De fait, on assiste à la formation de gigantesques ensembles industriels et financiers dans la plupart des secteurs de productions. Ce mouvement de fond, qui prend un réel essor vers 1897 et atteint des sommets en 1904, voit la naissance d’environ 300 « trusts », dont la capitalisation globale s’élève à 7 milliards de dollars. Dès 1902, 200 compagnies s’appuyaient déjà sur environ 10 millions de dollars de fonds propres, somme qui était pourtant tout à fait exceptionnelle dix ans auparavant. L’une des conséquences, plus ou moins directe, de ces mouvements tectoniques qui secouent le paysage industriel américain est l’engloutissement d’un tiers environ des entreprises, qui disparaissent des registres entre 1897 et 1904.245

La situation n’est pas uniforme, évidemment, et les niveaux de concentration industrielle ne sont pas toujours comparables, selon les cas et les domaines d’activité. C’est la raison pour laquelle, là encore, Pittsburgh se distingue : au début du 20e siècle, rien n’égale l’ambitieuse construction de la United States Steel Corporation. Dès 1900, la Carnegie Company et la H.C. Frick Coke Company avaient fusionné, constituant ainsi une entreprise géante évaluée à 320 millions de dollars, la Carnegie Steel Company, Limited. Cette première étape encourage les financiers Charles M. Schwab et John P. Morgan à voir encore plus grand, l’année suivante, et à favoriser l’absorption d’une dizaine d’entreprises sidérurgiques de taille plus modeste (Federal Steel Company, American Steel, National Steel, etc.). Le 1er avril 1901, J.P. Morgan apporte la dernière touche à ce qui devient le plus grand groupe sidérurgique du monde, alors capitalisé à hauteur de 1,4 milliards de dollars. Pittsburgh confirme ainsi avec éclat son statut de capitale mondiale de l’acier. Plus que jamais, elle est aussi le jouet de Carnegie, Frick et surtout Morgan.

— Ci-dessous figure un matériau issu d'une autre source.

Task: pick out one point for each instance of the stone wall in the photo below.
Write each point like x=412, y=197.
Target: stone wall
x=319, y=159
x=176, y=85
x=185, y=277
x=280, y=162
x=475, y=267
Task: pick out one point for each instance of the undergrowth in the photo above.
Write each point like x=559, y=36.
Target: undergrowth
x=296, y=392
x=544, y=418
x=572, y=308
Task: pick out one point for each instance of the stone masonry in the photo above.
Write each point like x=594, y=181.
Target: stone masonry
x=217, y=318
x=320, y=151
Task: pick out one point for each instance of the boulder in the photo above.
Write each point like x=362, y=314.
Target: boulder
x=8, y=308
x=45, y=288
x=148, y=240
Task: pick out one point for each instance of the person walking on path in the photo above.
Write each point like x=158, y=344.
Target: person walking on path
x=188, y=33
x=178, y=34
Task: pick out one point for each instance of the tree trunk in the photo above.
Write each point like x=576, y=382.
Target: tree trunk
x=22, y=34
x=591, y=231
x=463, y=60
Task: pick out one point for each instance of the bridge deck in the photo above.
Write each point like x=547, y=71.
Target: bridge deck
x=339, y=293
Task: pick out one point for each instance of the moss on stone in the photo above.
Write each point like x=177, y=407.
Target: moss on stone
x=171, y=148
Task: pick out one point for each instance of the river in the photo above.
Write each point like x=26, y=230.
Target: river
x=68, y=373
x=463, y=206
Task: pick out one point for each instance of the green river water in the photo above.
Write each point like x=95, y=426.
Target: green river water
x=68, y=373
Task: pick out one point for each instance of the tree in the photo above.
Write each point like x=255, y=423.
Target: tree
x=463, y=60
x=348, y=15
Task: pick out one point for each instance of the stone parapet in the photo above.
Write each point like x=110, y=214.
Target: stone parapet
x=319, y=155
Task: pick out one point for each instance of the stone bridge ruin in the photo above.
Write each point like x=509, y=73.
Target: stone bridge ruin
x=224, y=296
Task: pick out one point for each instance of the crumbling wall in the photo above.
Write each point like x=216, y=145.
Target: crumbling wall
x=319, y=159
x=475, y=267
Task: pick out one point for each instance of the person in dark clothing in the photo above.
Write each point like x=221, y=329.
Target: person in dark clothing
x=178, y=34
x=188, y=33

Pour autant, comme le souligne Gabriel Kolko, il semble que pour la plupart des observateurs du temps, cette évolution soit inévitable. Ainsi, malgré sa réputation de muckraker, Ray Stannard Baker défend l’idée selon laquelle la constitution des trusts fut une simple question de survie économique, une conséquence naturelle du progrès. L’article qu’il signe dans McClure ’s, en novembre 1901, prend donc la défense de Carnegie, et plus encore de Morgan, au moment de justifier la naissance de U.S. Steel 246  :

‘« Many of the men who were prominent in the organization were unquestionably forced into it against their will [...] Mr. Morgan [...] knows when to fight and when to buy. Fighting in this case meant losses to everyone concerned [...] Mr. Morgan did not hesitate ; the price was promptly paid, and the Carnegie Steel Company and nine other great corporations were combined to form the colossal United States Steel Company. » 247

Le ton extrêmement bienveillant de Baker sert un discours où la logique économique prévaut sur la bonne volonté de chacun, y compris J. P. Morgan et Andrew Carnegie. Ce qui sous-tend implicitement cette analyse, c’est la perte d’un modèle libéral à visage humain, où la concurrence respectait des règles bien établies, et où chaque entrepreneur indépendant pouvait tirer son épingle du jeu sans risquer la faillite. Le 20e siècle, en revanche, doit être celui du gigantisme industriel, seul capable de répondre aux nouvelles conditions du marché : selon Baker, Morgan rachète toute la production sidérurgique de la région pour ne pas avoir à détruire ses concurrents.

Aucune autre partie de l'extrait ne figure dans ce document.